A shift in terminology would help reshape perceptions, recognizing the foreskin’s natural and functional role in human anatomy. The construct “cisgender” functions the same way. Just as “uncircumcised” implies that being intact is an abnormal state, reinforcing the idea that circumcision is the norm, thus normalizing circumcision and perpetuating its practice, “cisgender” reinforces the notion that gender is not necessary the default or normative state. The term suggests that being transgender is equally standard, thus normalizing gender-affirming care and making the typical alignment of gender identity with assigned sex seem less typical, not normative. It thus disrupts the ordinary in ways that make alterations of the natural state desirable. The normalizes transgender identities by framing them as one of the many possible states of being, rather than a disorder. This language helps to make gender-affirming care more accepted as a valid and necessary medical practice.

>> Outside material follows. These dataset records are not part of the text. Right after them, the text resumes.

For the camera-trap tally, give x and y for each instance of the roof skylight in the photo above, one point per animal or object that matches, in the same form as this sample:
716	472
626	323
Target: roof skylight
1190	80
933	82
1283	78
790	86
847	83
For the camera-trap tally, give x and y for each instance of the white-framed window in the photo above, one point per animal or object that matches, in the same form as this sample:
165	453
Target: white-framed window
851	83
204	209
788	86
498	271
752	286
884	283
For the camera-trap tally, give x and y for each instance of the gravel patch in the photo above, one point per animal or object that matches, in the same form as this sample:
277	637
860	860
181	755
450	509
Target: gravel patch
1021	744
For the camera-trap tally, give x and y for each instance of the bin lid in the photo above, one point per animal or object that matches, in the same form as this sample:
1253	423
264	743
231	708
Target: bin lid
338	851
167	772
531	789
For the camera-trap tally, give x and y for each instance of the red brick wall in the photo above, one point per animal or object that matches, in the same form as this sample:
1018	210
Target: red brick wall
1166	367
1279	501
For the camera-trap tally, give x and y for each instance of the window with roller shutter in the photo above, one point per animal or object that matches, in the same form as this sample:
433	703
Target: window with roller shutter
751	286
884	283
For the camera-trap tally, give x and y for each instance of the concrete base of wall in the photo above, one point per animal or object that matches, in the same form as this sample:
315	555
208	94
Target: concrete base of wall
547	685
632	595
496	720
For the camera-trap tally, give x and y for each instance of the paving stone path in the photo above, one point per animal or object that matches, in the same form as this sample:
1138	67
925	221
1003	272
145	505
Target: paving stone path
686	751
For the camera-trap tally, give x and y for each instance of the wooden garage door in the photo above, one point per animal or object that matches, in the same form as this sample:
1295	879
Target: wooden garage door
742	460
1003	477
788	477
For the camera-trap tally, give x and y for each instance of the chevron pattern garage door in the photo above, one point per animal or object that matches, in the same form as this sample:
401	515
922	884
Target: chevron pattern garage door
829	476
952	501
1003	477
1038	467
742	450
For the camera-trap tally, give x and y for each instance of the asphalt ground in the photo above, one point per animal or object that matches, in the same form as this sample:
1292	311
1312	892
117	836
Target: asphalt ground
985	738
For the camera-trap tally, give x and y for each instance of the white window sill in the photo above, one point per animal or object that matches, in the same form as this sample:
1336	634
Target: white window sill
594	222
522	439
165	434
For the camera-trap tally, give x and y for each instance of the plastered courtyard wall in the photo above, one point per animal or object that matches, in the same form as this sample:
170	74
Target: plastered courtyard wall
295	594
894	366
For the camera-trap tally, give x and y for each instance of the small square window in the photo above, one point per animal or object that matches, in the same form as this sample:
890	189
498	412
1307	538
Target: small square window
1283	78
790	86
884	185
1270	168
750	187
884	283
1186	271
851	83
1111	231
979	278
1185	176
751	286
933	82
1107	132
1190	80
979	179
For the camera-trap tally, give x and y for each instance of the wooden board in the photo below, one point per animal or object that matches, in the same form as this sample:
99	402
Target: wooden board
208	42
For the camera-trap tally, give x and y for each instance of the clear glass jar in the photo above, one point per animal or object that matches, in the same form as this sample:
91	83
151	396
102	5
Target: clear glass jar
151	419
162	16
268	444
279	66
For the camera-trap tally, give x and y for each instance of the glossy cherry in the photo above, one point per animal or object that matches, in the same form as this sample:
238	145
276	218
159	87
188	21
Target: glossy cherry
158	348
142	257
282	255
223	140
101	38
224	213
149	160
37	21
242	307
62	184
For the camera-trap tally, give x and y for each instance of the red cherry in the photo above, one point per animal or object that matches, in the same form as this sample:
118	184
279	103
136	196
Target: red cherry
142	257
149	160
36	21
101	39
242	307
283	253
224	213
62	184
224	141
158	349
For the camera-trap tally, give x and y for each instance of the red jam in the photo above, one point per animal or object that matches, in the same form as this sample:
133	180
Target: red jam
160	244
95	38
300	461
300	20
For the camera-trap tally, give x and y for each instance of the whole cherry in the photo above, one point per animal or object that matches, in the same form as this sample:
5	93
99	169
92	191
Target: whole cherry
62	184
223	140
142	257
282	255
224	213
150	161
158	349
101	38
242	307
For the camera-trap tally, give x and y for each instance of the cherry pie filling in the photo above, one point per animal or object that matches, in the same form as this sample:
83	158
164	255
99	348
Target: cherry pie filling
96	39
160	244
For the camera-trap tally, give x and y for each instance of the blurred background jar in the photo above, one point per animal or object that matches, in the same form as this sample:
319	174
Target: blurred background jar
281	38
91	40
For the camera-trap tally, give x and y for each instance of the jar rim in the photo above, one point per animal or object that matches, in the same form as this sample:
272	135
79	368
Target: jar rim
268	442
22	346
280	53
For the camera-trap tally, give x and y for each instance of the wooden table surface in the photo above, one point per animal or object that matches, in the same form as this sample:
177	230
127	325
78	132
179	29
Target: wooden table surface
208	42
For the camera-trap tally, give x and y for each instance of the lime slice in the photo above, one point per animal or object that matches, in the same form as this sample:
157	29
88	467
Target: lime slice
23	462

Both cosmetic surgery and circumcision involve altering the body, often without a direct medical necessity. The critiques of both practices highlight concerns about consent, potential risks, cultural pressures, and ethical considerations. While cosmetic surgery is typically sought by adults for aesthetic reasons, circumcision is typically performed on infants or children, raising additional issues about autonomy and rights. But even in the case of cosmetic surgery in adulthood, the surgeon still has a moral obligation to not perform procedures where there is no compelling medical reason to do so. It is not only that a person who feels the desire to alter themselves to fit stereotypes is suffering from a delusion or the victim of cultural and peer pressure, but that the physician is ethically obligated to do not harm and not take advantage of individuals.
All of this applies to gender affirming care. The judge put ideology above principle and reason. Gender affirming care for minors should be banned except in the case of disorders of sexual development. Moreover, the practice of GAC on adults has to be openly examined, unconstrained by a language of bigotry calculated to prevent honest discussion of radical medical intervention for an alleged condition that does not enjoy the evidence necessary to justify the practice. For those who read this and wish to provide the list of medical associations that the judge alluded to, know that I have no faith in corporate medicine or any other corporate bureaucracy. That there are associations that shill for and attempt to legitimize corporate bureaucracies has never helped me find that faith and never will.